Use backfill on memory

If BACKFILL is configured in a queue, and a run limit is specified with -W on bsub or with RUNLIMIT in the queue, backfill jobs can use the accumulated memory reserved by the other jobs, as long as the backfill job can finish before the predicted start time of the jobs with the reservation.

Unlike slot reservation, which only applies to parallel jobs, backfill on memory applies to sequential and parallel jobs.
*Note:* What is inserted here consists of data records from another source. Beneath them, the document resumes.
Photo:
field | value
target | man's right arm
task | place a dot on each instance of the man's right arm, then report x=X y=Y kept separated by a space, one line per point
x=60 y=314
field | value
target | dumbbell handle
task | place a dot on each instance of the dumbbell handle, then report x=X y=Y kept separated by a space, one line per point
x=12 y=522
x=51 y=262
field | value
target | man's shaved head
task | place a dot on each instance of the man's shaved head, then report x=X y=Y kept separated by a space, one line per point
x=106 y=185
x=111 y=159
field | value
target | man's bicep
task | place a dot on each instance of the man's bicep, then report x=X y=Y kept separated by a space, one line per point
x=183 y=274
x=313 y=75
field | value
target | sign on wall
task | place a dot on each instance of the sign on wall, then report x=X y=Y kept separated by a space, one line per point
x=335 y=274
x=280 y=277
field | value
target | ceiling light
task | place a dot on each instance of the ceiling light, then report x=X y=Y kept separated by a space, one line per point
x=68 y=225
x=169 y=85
The following queue enables both memory reservation and backfill on memory in the same queue:
Begin Queue
QUEUE_NAME = reservation_backfill
DESCRIPTION = For resource reservation and backfill
PRIORITY = 40
RESOURCE_RESERVE = MAX_RESERVE_TIME[20]
BACKFILL = Y
End Queue

Examples of memory reservation and backfill on memory

The following queues are defined in lsb.queues:
Begin Queue
QUEUE_NAME = reservation
DESCRIPTION = For resource reservation
PRIORITY=40
RESOURCE_RESERVE = MAX_RESERVE_TIME[20]
End Queue
Begin Queue
QUEUE_NAME = backfill
DESCRIPTION = For backfill scheduling
PRIORITY = 30
BACKFILL = y
End Queue

lsb.params

Per-slot memory reservation is enabled by RESOURCE_RESERVE_PER_TASK=y in lsb.params.

Assumptions

Assume one host in the cluster with 10 CPUs and 1 GB of free memory currently available.

Sequential jobs

Each of the following sequential jobs requires 400 MB of memory. The first three jobs run for 300 minutes.

Job 1:
bsub -W 300 -R "rusage[mem=400]" -q reservation myjob1

The job starts running, using 400M of memory and one job slot.

Job 2:

Submitting a second job with same requirements get the same result.

Job 3:

Submitting a third job with same requirements reserves one job slot, and reserve all free memory, if the amount of free memory is between 20 MB and 200 MB (some free memory may be used by the operating system or other software.)

Job 4:
bsub -W 400 -q backfill -R "rusage[mem=50]" myjob4

The job keeps pending, since memory is reserved by job 3 and it runs longer than job 1 and job 2.

Job 5:
bsub -W 100 -q backfill -R "rusage[mem=50]" myjob5

The job starts running. It uses one free slot and memory reserved by job 3. If the job does not finish in 100 minutes, it is killed by LSF automatically.

Job 6:
bsub -W 100 -q backfill -R "rusage[mem=300]" myjob6

The job keeps pending with no resource reservation because it cannot get enough memory from the memory reserved by job 3.

Job 7:
bsub -W 100 -q backfill myjob7

The job starts running. LSF assumes it does not require any memory and enough job slots are free.

Parallel jobs

Each process of a parallel job requires 100 MB memory, and each parallel job needs 4 cpus. The first two of the following parallel jobs run for 300 minutes.

Job 1:
bsub -W 300 -n 4 -R "rusage[mem=100]" -q reservation myJob1

The job starts running and use 4 slots and get 400MB memory.

Job 2:

Submitting a second job with same requirements gets the same result.

Job 3:

Submitting a third job with same requirements reserves 2 slots, and reserves all 200 MB of available memory, assuming no other applications are running outside of LSF.

Job 4:
bsub -W 400 -q backfill -R "rusage[mem=50]" myJob4

The job keeps pending since all available memory is already reserved by job 3. It runs longer than job 1 and job 2, so no backfill happens.

Job 5:
bsub -W 100 -q backfill -R "rusage[mem=50]" myJob5

This job starts running. It can backfill the slot and memory reserved by job 3. If the job does not finish in 100 minutes, it is killed by LSF automatically.